Clearly it’s not possible for our Norwegian weather app to be accurate all the time. It has been right on the button – if rain is predicted at 4:00pm, it rains. Clear morning coming up? Don your shades. Except for today.
So, firstly a great big ‘Thanks’ to friends who donated a fantastic bottle of gin at the start of our trip. Don’t know the degree of sacrilege involved here, but it’s made a momentous hot toddy. Showered, clean, dry, very strong hot toddy in hand – who can remember belting rain and gusts that bent what little vegetation there was out of shape? A great morning’s cycle followed on from a good walk yesterday up to the Blåfjell (Blue Mountain) mines (closed) past Norway’s first protected geologic item (1923), the Rocking Stone (millimetres, but it does weigh 74 tons) …

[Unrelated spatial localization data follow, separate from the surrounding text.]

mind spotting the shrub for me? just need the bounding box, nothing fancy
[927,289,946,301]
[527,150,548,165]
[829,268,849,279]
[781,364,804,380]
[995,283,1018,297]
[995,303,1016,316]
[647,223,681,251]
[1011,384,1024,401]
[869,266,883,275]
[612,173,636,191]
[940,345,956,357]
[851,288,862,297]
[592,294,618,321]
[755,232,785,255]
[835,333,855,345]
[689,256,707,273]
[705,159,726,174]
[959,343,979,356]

The landscape has just continued to captivate us. The skyline is dominated by exposed domes, very little vegetation, and interspersed with a myriad of lakes fed by waterfalls coming in from every direction. The scale is immense, the sides sheer, and topping so many of the domes are erratics, there to remind you of the immense glaciation that has occurred.

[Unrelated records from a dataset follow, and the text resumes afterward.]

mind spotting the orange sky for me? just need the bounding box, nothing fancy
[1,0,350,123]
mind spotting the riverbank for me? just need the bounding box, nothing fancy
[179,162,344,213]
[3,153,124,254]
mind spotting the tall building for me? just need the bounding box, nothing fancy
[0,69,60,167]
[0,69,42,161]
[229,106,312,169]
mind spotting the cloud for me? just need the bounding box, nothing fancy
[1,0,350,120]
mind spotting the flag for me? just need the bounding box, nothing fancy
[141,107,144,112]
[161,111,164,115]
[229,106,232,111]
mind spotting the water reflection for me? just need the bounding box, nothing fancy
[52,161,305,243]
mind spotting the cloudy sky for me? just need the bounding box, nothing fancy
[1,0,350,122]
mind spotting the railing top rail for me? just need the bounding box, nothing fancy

And to follow on from the Geography of it all, today we drove past Jøssingfjord, which had a cameo role in WWII. It was here that the German support vessel, the Altmark, was boarded by a British destroyer in 1940, freeing a large number of captured British sailors, but also violating Norway’s neutral status. Norway was invaded by Germany shortly afterwards. To bookend this, Jøssingfjiord was also the scene of a somewhat unsuccessful air attack by an international assortment of British, New Zealand, Australian and Polish pilots in 1945. A wreath is laid in annual remembrance of 4 Kiwis who died in the raid.
A final bit for the day was stopping at Helleren, which has the meaning of an overhang providing protection. The area has been inhabited for thousands of years, and for the past few hundred years, until recently, by crofters who kept sheep, a few cows, and supplemented this by fishing.
I was told by a friend to do something useful today – I hope this is it!
We have now left the Magma Geopark, heading towards Kristiansand, Norway’s tropical beach paradise, or at least the most southerly part of the country. We travelled through the Geopark on a bit of a whim, urged by having a few extra days on hand. What a fantastic decision – everything has been just jaw-dropping beautiful, and I cannot overstate how many times each day we just stopped, and stared, and made weird noises – adjectives were not going to do! In part, I’m sure, this is made possible by having the time to just take the time … Contented campers indeed.